登攀パスポート
- 登攀のクラス - 技術的。
- 登攀の地域 - 北天山、キルギス山脈、アックサイ渓谷。
- 頂上 - ピークコローナ - 6番目の塔、4860 m、西壁経由 (A. グルホフツェフ、63年)、複合ルート。
- 難易度 - 5B。
- ルートの特徴:
- 全長 - 965 m。
- 高低差 - 760 m。
- 平均傾斜角 - 65°。
- 区間の長さ:
- II - 120 m。
- III - 250 m。
- IV - 345 m。
- V-VI 難易度 - 250 m。
- 使用した装備:
- 岩壁用ピトン - 68 本 (2)。
- ボルトピトン - 3 本 (0)。
- カミングスリング - 129 個 (0)。
- アイススクリュー - 8 本。 以前打ち込んだピトンのうち、12 本の岩壁用ピトンと 2 本のボルトピトンが再利用され、抜かれなかった。
- 登攀時間 - 21 時間。
宿営回数とその特徴:
- 1回目 - 水平な棚での快適な宿営、テント設営。
- 2回目 - 頂上の塔のプラットフォームでの宿営 (4860 m)、テント設営。
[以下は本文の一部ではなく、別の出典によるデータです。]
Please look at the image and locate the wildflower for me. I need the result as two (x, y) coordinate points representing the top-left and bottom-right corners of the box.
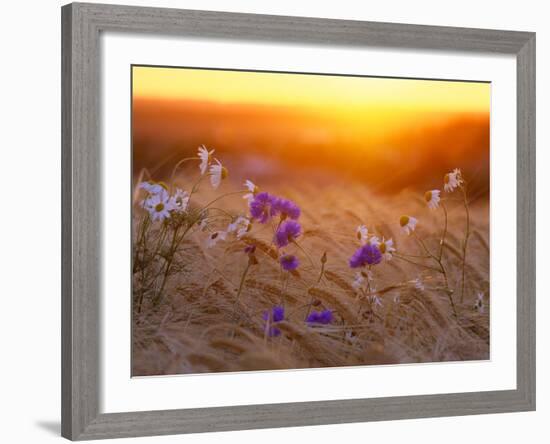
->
(412, 278), (426, 291)
(349, 244), (382, 268)
(248, 192), (273, 224)
(206, 231), (227, 248)
(227, 216), (252, 239)
(143, 193), (173, 222)
(262, 305), (285, 336)
(377, 238), (396, 261)
(355, 225), (369, 245)
(399, 216), (418, 234)
(279, 254), (300, 271)
(243, 180), (260, 203)
(271, 198), (301, 220)
(443, 168), (464, 193)
(210, 159), (229, 189)
(351, 272), (365, 290)
(197, 145), (214, 175)
(306, 310), (332, 325)
(474, 292), (485, 313)
(424, 190), (441, 210)
(273, 220), (302, 248)
(170, 188), (189, 213)
(139, 180), (168, 211)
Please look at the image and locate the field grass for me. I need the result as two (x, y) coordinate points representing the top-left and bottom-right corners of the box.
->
(132, 168), (490, 376)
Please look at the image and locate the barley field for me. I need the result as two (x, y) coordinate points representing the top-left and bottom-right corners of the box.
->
(132, 162), (490, 376)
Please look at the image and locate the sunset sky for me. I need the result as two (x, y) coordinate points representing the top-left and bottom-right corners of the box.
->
(133, 66), (490, 112)
(132, 66), (491, 194)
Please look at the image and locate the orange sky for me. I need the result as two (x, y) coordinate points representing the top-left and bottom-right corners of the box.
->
(133, 66), (490, 112)
(132, 66), (491, 194)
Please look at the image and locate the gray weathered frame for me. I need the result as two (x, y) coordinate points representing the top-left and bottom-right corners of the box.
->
(62, 3), (535, 440)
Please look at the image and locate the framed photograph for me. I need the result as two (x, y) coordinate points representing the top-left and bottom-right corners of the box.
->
(62, 3), (535, 440)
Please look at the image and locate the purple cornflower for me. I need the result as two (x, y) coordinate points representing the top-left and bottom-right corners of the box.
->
(279, 254), (300, 271)
(306, 310), (332, 325)
(349, 244), (382, 268)
(248, 191), (276, 224)
(271, 197), (301, 220)
(262, 305), (285, 336)
(244, 244), (256, 254)
(274, 220), (302, 248)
- リーダー: クチキナ・ナタリア・イワノヴナ、KMS。
参加者:
- セルギナ・イリーナ・ヴァレリエヴナ、KMS。
- チームのコーチ: ティニン・ユーリー・ペトロビッチ。
- ルートへの出発: 2006年8月17日。 頂上到達: 2006年8月18日。 帰還: 2006年8月19日。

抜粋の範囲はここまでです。